International Journal of Engineering, Science and Information Technology
Vol 2, No 3 (2022)

Comparison of CSPDarkNet53, CSPResNeXt-50, and EfficientNet-B0 Backbones on YOLO V4 as Object Detector

Marsa Mahasin (National Institute of Technology, Bandung)
Irma Amelia Dewi (National Institute of Technology, Bandung)



Article Info

Publish Date
14 Sep 2022

Abstract

YOLO v4 has a structure consisting of 3 parts: backbone, neck, and head. The backbone is a part of the YOLO v4 structure that serves as a feature extractor from the image; the backbone is also a convolutional neural network that can be replaced with another convolutional neural network. Many backbones are recommended by previous research, such as CSPDarkNet53, CSPResNeXt-50, and EfficientNet-B0. Therefore, research needs to be done to determine the effect of different backbones on the  YOLO v4 model. One of the research objects that can be used is a microfossil. Research on the detection of microfossils is fundamental to assist paleontologists in knowing the species of microfossils as a determinant of rock age and distinguishing between similar microfossils. In this research, three backbones consisting of CSPDarkNet53, CSPResNeXt-50, and EfficientNet-B0 were used to train and detect image sets of 5 species of foraminiferal microfossils. The results were evaluated to determine the advantages of each backbone. There are a few metrics are that being used for evaluation, namely precision, recall, f1-score, average precision (AP), mean average precision (mAP), frames per second (FPS), and model size.
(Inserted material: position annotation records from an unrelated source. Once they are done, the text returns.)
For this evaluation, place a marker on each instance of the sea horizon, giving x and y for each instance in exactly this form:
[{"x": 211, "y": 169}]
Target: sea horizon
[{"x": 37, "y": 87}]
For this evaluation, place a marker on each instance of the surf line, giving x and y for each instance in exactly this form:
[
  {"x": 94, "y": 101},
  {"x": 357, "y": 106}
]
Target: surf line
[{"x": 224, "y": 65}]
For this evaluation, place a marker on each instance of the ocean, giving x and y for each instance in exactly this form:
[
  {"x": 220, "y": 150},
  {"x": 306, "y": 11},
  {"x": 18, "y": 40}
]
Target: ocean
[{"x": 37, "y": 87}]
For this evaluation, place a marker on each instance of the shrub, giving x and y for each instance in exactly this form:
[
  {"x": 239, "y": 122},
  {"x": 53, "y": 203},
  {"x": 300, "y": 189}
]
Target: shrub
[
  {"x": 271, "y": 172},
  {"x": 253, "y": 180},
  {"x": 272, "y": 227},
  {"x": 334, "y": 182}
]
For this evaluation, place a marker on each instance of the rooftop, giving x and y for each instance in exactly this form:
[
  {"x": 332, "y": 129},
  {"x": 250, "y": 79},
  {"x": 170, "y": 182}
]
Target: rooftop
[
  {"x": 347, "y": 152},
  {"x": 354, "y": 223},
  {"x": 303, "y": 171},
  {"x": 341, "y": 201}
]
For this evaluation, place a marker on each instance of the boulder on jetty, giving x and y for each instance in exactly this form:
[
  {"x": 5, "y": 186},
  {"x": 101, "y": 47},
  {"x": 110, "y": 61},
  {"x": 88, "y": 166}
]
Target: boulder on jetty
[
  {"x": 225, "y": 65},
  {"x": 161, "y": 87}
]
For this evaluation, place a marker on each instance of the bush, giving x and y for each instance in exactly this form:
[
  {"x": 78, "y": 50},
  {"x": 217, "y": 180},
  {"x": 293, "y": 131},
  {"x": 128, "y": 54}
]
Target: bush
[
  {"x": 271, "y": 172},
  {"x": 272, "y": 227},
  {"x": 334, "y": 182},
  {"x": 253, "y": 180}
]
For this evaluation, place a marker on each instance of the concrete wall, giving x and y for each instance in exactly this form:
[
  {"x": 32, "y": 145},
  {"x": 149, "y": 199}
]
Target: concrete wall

As a result, the mean average precision (mAP) of the CSPDarkNet53 model reached 83.41%, the highest compared to CSPResNeXt-50 and EfficientNet-B0, which get a value of 81,00% and 81,76%. CSPResNeXt-50 model has a precision of 75.60%, recall of 81.10%, and f1-score of 78%. CSPDarkNet53 model also got the highest FPS value of 33.4FPS. However, the YOLO v4 model with the EfficientNet-B0 backbone is the lightest model, with only 156.8 MB.

Copyrights © 2022